Topo

CPF, email e mais: servidores públicos tiveram 16 mil dados vazados em 2021

Shuttestock
Imagem: Shuttestock

Abinoan Santiago

Colaboração para Tilt, em Florianópolis

22/11/2021 04h00

Um levantamento sobre cibersegurança revelou que 16 mil credenciais de funcionários de órgãos públicos federais, estaduais e municipais estiveram expostas na internet. Isso significa que os servidores usaram o login e senha corporativos em sites que requisitam algum tipo de cadastro e acabaram tendo os dados expostos ou por vazamento direto do próprio órgão público.

O levantamento, obtido com exclusividade por Tilt, é da Axur - referência em monitoramento, detecção e derrubada de riscos digitais na internet no Brasil. O relatório corresponde ao período de julho a setembro de 2021 e constatou que, ao todo, o país teve 2,03 milhões de dados expostos.
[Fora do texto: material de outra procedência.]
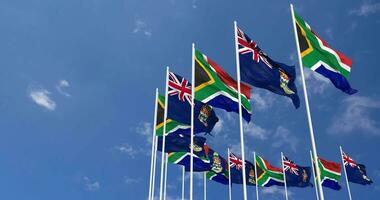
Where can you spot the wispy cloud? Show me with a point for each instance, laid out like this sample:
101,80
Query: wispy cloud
145,129
356,116
256,131
42,98
366,8
127,149
130,180
316,82
62,85
91,185
284,137
275,191
141,27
Apesar do quantitativo, o número representa uma queda de 99,56% em comparação ao segundo trimestre de 2021, quando houve o vazamento de 465,5 milhões de registros.
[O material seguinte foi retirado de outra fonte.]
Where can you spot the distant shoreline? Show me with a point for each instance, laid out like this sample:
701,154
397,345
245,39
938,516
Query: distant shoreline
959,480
Já em relação ao vazamento de credenciais governamentais, a queda foi de 95,97%. No segundo trimestre, foram 160.478 senhas e logins expostos. O relatório não informa os órgãos públicos que tiveram os dados vazados por "questão de segurança e confidencialidade", mas "são todos de pessoas físicas que trabalham nesses lugares".

Para Eduardo Shultze, líder de inteligência em ameaças da Axur, o relatório não significa que o órgão público é inseguro.
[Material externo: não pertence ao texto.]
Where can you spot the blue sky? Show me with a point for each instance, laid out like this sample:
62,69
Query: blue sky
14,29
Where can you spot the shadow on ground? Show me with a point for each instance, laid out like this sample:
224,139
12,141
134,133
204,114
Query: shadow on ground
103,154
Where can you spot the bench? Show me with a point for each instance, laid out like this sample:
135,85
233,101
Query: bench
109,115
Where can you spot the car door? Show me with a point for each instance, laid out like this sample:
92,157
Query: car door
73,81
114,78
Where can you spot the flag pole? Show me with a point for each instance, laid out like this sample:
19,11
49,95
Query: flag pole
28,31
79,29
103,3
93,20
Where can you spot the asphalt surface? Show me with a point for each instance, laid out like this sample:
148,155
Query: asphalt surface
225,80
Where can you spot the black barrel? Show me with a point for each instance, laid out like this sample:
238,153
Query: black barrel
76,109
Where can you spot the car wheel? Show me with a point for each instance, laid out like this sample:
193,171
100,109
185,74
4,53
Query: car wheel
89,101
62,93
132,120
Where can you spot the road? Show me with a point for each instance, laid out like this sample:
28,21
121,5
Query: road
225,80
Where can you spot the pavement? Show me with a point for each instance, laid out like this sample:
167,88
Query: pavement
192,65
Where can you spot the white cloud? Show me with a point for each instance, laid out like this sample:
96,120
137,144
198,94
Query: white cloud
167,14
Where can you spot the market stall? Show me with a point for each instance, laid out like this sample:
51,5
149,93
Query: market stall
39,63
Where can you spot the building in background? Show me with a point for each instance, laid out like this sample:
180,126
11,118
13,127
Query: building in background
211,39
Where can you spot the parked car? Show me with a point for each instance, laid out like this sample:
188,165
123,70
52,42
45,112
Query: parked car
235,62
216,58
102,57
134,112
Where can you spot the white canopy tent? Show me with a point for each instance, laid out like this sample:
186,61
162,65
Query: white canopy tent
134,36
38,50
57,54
"O problema é que as pessoas usam contas de e-mail corporativas para se cadastrar em diversos sites. Por exemplo, um funcionário acessa um site de venda de sapatos e se cadastra com seu e-mail corporativo, caso ocorra um ataque ou vazamento contra esse site, esse dado será vazado, não significando necessariamente que o órgão possui uma fragilidade ou foi propriamente invadido", explicou.

Já em relação a credenciais de funcionários de empresas privadas, ocorreu uma queda de 70% no vazamento em relação ao segundo trimestre. Entre julho e setembro, foram registrados 148 mil credenciais expostas.

Todas as detecções são referentes a exposições em web superficial, deep e dark web,

"Muitos usuários utilizam a mesma senha em diversas redes, facilitando o acesso do criminoso a todas suas redes, caso a senha seja vazada", complementou Shultze.

CPF e cartões de créditos no topo

Em meio aos 2,03 milhões de dados expostos, de acordo com a Axur, os CPFs aparecem como o alvo preferido dos cibercriminosos, correspondendo a 57%. Endereços de email (968 mil), CNPJs (480 mil) e documentos com foto (6.985) completam a lista.

Quanto aos cartões de créditos e débitos, o relatório conseguiu identificar o vazamento de 1.354.822 no mundo todo. Do total, 1.309.003 (94,2%) estavam na data de validade no momento da detecção.

Os dados colocaram o Brasil em primeiro no ranking mundial de vazamentos de cartões de crédito e débito no terceiro trimestre, pois o país foi responsável por 22,1% de todas as exposições desse dado, o que correspondeu a 299 mil. Índia (16,9%) e Estados Unidos (11,1%), México (7%), Austrália (6,2%) e África do Sul (5,1%) completam o "top 5".

Quem está sujeito a vazamentos e como saber se sou uma vítima?

Segundo Eduardo Shultze, alguns dados são comercializados e podem valer bastante dinheiro, já outros são usados como estratégia de constrangimento público da empresa com finalidade de causar danos à reputação da marca.

O especialista diz que, hoje em dia, não é muito fácil escapar dos cibercriminosos porque "todos que acessam a internet e algum dia já realizaram algum cadastro em algum site, estão sujeitos a terem seus dados expostos".

"Basta que o site seja invadido ou tenha uma exposição acidental. Normalmente acontece através de alguma falha que algum hacker identifica e se aproveita para invadir e fazer a retirada dos dados, mas também pode acontecer por falha humana - alguém deixar a base de dados exposta, sem proteção, e aí não é preciso invadir, é possível encontrar na internet", afirma.

Shultze lista que o ideal é se prevenir, como "evitar cadastros em qualquer site, analisar onde está inserindo seus dados, verificar as permissões que um aplicativo solicita antes de autorizar, ativar a autenticação em dois fatores, buscar pelo site original da marca ao invés de clicar no primeiro link de busca do Google e não abrir links sem verificar".

Também é possível saber se seus dados foram expostos neste link. Pelo email, é possível saber o que pode ser sido vazado. E com a Black Friday chegando, este site, indica se é confiável ou não para inserir alguma informação pessoal.